Sub-6G and mmWave Tech Cuts Through the Haze of 5G Antenna Design

August 19, 2021 by Adrian Gibbons

Antennas were once considered a passive element in the radio frontend. Now, just starting the 5G conversation requires active multiplexing and electronic beam steering.

Fixed frequency bands with limited bandwidth aggregation—like AM, FM, or early cellular—did not require any type of active control over antenna coupling.

But 5G is different.

Overcoming the antenna challenges associated with 5G communications requires innovation, simulation, and a deeper appreciation for fundamental RF principles. Companies looking to address these challenges might turn to several antenna solutions. 


8x8 PCB-based antenna-in-package for mmWave designs

8x8 PCB-based antenna-in-package for mmWave designs. Image used courtesy of TMYTEK


While some companies are zeroing in on high-performing antennas for sub-6G (like antenna and RF developer Antenova), others are tackling the 5G mmWave bands. For instance, mmWave solution provider TMYTEK is focusing on new antenna-in-package (AiP) designs. Alternately, satellite pioneer C-Com Satellite Systems is producing a 1024-element phased-array antenna for the Ka-band.

What design challenges are these 5G antenna developers up against? 


The Challenges of 5G Antenna Design

For starters, the speeds are greater, which requires wider bandwidths

The 5G frequency operating bands for sub-6G can range from ~600 MHz (New Radio 71) up to over 5000 MHz (New Radio 79). Because the total bandwidth for each radio band varies, carrier aggregation will allow for some bandwidth flexibility. 

Then, designers must deal with the coexistence of antennas on user equipment (U.E.) with frequency ranges for 5G—namely sub-6G and the Ka-band—in addition to 4G LTE, Bluetooth, Wi-Fi, and GPS.

Finally, the physical medium for RF plays a massive factor in 5G performance. Signal loss through absorption and scattering, especially at mmWave frequencies, can wreck a designer's RF link budget. 

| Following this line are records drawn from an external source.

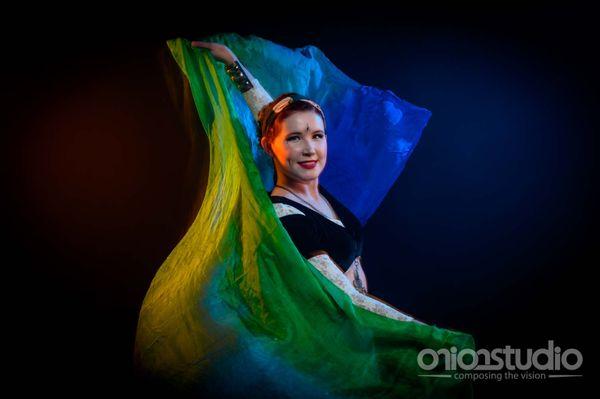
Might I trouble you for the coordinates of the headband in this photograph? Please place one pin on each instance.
(273, 111)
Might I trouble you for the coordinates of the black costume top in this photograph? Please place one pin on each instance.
(314, 232)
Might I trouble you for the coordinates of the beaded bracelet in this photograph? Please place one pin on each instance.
(238, 76)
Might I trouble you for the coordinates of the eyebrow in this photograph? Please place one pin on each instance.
(316, 131)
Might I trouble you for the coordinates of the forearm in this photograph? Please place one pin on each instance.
(255, 95)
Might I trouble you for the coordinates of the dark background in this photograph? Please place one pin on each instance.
(490, 229)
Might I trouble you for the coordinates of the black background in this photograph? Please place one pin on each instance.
(490, 229)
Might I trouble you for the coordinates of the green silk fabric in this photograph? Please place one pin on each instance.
(236, 311)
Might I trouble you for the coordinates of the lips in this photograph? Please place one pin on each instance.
(308, 164)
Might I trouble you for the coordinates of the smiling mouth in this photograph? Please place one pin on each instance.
(308, 164)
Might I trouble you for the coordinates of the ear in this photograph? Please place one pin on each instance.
(266, 146)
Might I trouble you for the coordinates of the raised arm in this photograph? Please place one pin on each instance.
(255, 95)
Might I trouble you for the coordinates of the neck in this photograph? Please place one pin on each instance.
(306, 189)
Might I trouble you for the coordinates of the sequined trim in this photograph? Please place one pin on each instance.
(333, 273)
(285, 209)
(257, 97)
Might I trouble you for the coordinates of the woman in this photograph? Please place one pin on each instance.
(292, 130)
(265, 296)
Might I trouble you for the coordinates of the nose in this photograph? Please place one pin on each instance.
(309, 148)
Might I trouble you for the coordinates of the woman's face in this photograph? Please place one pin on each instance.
(299, 148)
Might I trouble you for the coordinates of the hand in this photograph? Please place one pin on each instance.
(221, 52)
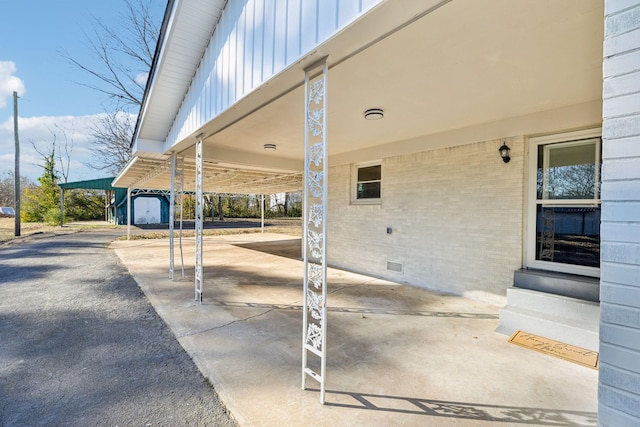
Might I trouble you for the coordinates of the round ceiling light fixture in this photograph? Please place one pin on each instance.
(374, 114)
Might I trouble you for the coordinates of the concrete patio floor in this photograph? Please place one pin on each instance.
(397, 355)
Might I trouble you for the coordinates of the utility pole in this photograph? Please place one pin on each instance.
(16, 176)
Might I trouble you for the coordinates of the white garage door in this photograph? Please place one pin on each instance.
(146, 210)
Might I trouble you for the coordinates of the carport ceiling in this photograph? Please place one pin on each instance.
(469, 62)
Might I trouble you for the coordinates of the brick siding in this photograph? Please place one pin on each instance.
(455, 214)
(619, 380)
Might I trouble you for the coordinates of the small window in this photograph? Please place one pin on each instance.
(368, 182)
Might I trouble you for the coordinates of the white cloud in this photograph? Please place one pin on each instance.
(42, 131)
(8, 82)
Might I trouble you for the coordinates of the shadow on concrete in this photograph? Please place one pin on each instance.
(360, 310)
(290, 248)
(462, 410)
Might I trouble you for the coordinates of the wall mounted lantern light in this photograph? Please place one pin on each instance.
(504, 153)
(374, 114)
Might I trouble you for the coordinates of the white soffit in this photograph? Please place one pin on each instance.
(467, 63)
(189, 32)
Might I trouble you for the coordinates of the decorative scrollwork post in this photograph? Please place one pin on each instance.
(314, 331)
(199, 220)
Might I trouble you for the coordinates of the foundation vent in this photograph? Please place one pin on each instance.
(398, 267)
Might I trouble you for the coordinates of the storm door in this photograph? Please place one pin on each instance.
(564, 215)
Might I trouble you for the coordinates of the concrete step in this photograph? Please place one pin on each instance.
(575, 310)
(564, 319)
(570, 285)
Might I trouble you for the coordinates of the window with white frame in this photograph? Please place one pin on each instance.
(368, 183)
(564, 207)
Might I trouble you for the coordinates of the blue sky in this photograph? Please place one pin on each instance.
(33, 35)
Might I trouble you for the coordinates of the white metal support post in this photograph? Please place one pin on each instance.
(128, 213)
(314, 331)
(180, 192)
(172, 213)
(262, 213)
(199, 220)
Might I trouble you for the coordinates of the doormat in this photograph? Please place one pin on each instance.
(574, 354)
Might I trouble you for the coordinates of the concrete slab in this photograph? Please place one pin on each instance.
(397, 355)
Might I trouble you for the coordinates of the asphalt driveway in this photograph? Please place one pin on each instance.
(80, 344)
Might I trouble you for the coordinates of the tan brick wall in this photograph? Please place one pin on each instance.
(456, 215)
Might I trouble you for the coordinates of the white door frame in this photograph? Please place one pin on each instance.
(530, 208)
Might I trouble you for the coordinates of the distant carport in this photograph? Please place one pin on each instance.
(104, 184)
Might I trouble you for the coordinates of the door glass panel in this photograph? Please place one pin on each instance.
(569, 235)
(568, 203)
(567, 171)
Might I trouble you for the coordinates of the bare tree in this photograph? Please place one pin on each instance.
(63, 149)
(112, 141)
(125, 55)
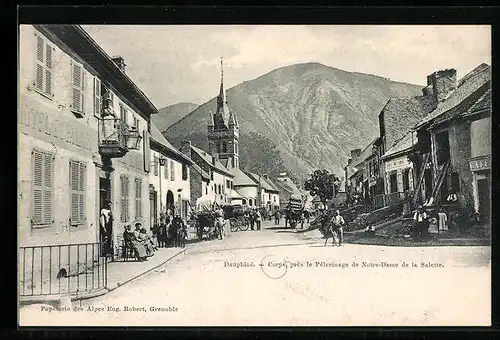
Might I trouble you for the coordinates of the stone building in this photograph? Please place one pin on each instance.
(84, 136)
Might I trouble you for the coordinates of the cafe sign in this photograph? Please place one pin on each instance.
(480, 163)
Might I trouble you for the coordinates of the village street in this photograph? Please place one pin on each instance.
(206, 288)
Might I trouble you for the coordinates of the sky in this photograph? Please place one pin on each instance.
(181, 63)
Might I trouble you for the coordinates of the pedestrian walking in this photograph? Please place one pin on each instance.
(258, 219)
(106, 225)
(337, 224)
(277, 217)
(420, 218)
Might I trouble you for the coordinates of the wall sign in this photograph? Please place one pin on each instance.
(480, 163)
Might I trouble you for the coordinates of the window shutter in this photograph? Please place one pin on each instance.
(39, 63)
(97, 97)
(74, 173)
(77, 88)
(48, 69)
(37, 159)
(47, 190)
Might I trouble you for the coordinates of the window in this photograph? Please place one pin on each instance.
(442, 147)
(77, 180)
(155, 165)
(42, 173)
(123, 114)
(78, 93)
(43, 77)
(97, 97)
(184, 172)
(138, 198)
(124, 213)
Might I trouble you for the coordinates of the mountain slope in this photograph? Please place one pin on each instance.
(314, 114)
(171, 114)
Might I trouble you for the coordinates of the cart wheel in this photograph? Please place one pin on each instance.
(244, 225)
(233, 225)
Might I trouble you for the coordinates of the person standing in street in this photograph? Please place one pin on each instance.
(338, 227)
(106, 224)
(258, 219)
(277, 217)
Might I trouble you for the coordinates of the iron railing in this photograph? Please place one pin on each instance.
(61, 269)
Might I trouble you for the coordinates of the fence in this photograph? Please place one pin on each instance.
(61, 269)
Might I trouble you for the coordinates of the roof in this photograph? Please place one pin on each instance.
(404, 143)
(76, 38)
(202, 172)
(241, 179)
(469, 84)
(208, 159)
(158, 137)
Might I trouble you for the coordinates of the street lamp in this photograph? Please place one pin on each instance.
(162, 163)
(133, 139)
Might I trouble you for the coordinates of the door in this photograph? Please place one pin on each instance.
(105, 234)
(483, 190)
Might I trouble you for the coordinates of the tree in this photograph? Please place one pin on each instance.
(323, 184)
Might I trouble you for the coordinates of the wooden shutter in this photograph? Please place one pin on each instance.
(48, 69)
(37, 160)
(47, 189)
(42, 188)
(81, 194)
(97, 98)
(40, 60)
(146, 150)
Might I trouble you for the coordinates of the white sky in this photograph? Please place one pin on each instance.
(182, 62)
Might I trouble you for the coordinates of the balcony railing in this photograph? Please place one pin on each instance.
(112, 137)
(61, 269)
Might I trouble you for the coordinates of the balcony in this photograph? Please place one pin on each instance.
(113, 135)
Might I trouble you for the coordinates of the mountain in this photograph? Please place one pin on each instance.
(171, 114)
(311, 113)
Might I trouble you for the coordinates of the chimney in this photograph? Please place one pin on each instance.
(355, 153)
(186, 148)
(443, 83)
(120, 62)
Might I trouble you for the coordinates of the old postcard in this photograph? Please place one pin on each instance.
(248, 175)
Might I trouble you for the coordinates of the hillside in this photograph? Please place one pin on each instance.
(312, 113)
(171, 114)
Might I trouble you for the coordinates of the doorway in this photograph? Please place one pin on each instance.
(483, 190)
(105, 232)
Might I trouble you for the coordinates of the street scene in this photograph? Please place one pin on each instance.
(197, 183)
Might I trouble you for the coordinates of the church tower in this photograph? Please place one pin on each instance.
(223, 130)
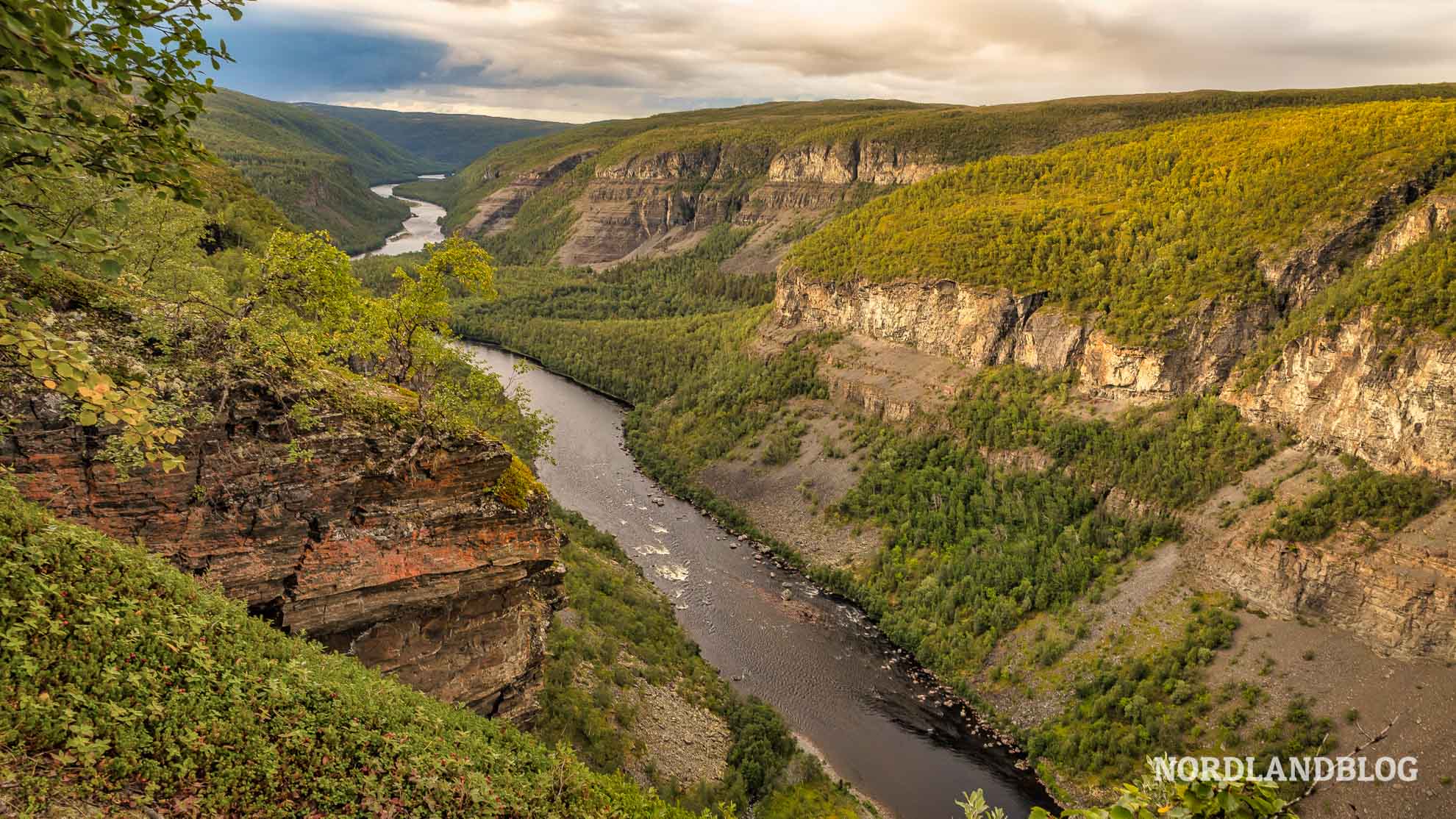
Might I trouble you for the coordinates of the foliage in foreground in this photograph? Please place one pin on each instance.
(1224, 799)
(127, 684)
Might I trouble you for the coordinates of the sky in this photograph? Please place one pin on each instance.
(585, 60)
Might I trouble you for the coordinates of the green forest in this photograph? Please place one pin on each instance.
(449, 141)
(627, 636)
(1136, 229)
(738, 143)
(196, 707)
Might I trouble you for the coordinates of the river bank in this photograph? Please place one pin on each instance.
(878, 720)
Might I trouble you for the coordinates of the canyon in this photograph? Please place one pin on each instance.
(346, 532)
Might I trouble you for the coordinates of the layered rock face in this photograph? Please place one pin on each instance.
(497, 212)
(995, 326)
(410, 566)
(843, 163)
(1395, 594)
(628, 205)
(1381, 395)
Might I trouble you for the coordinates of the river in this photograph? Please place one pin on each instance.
(838, 682)
(418, 230)
(842, 687)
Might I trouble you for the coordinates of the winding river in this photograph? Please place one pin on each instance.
(418, 230)
(838, 682)
(845, 690)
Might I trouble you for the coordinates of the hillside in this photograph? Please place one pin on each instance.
(449, 141)
(1120, 437)
(315, 168)
(602, 193)
(184, 703)
(1142, 226)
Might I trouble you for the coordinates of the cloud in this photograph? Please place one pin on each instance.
(590, 59)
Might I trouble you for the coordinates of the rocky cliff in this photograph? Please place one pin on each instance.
(1381, 393)
(629, 204)
(995, 326)
(497, 212)
(1395, 593)
(396, 556)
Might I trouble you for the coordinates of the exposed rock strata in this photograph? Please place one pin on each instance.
(1396, 594)
(497, 212)
(420, 575)
(628, 205)
(1380, 393)
(995, 326)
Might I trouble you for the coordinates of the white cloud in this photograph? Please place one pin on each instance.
(588, 59)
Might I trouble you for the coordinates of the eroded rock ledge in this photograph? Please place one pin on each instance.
(413, 568)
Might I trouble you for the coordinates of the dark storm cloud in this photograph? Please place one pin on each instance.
(588, 59)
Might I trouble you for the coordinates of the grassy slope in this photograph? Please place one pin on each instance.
(449, 140)
(949, 135)
(1139, 226)
(129, 684)
(316, 169)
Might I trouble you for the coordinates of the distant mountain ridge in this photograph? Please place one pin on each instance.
(315, 168)
(449, 140)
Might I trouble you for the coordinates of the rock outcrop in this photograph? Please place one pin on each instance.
(993, 326)
(843, 163)
(1381, 393)
(497, 212)
(628, 205)
(1395, 593)
(408, 565)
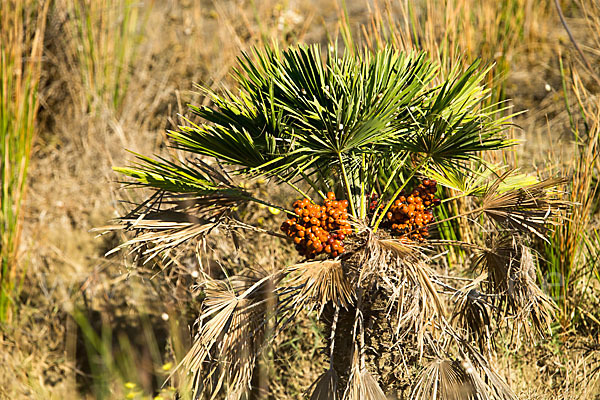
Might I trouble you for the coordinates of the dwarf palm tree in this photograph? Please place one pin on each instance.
(363, 128)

Active Antenna Solutions for the 5G Future

Despite the challenges of 5G antenna design, there are solutions available for sub-6G today and mmWaves tomorrow. Active antennas are one such solution. 


Block diagram for two types of active antennas

Block diagram for two types of active antennas: multiplexed matching networks (left) or aperture tuning (right). Image used courtesy of DIGI International


Multiplexer matching networks are one possible innovation to overcome the difficulty of many radio frequency bands. Another possibility is direct aperture tuning of the antenna (PDF) to change the coupled frequencies.


Tuning the elements of the antenna dynamic

Tuning the elements of the antenna dynamic allows for coupling at various frequencies. Image used courtesy of Peregrine Semiconductor


Sub-6G antenna technology is an extension of existing methodologies. However, mmWave technologies will require a different approach.


Overcoming mmWave Signal Fade with Phased Arrays

An ideal 4G LTE antenna would be nearly isotropic and perform well regardless of how the user holds the phone. Unfortunately, this isn’t possible for mmWave RF signals because the signal fade can be extreme and systems require high-gain antennas for both base station and U.E. 

Beamforming technologies are one key solution for generating high-gain antennas. The ability to constructively generate highly directive (high-gain) antenna patterns, especially electronically-steerable patterns, will be critical to a viable RF link budget.  


A 16x16 antenna array pattern using beamforming at 26 GHz

A 16x16 antenna array pattern using beamforming at 26 GHz. Image used courtesy of Altair


C-Com Satellite Systems recently announced good test results for its newest electronically-steerable Ka-band flat panel phased array. These modular panels are purported to grow from one percent of the antenna market today to 15 percent by 2030 according to Dr. Leslie Klein, President and CEO of C-COM Satellite Systems.


What Is an Antenna-in-Package?

Designers must get out of the air and down to the board level to deal with signal losses as well. On a PCB, loss is proportional with increasing frequency, and long traces to the antenna cannot be accommodated. AiP technology could address these losses by incorporating the antenna structures directly on a package with the radio frontend. 


mmWave block diagram for a beamforming antenna array

mmWave block diagram for a beamforming antenna array. Image used courtesy of TMYTEK


AiP technology has several design considerations to account for such as antenna type, signal feed, chipsets (beamforming, mixing, controllers), filtering, and thermal. 

5G antenna design comes with a host of design challenges that are both daunting and exciting. Drawing upon fundamental design principles with innovative radio frontend design will be key to a real-time 5G future.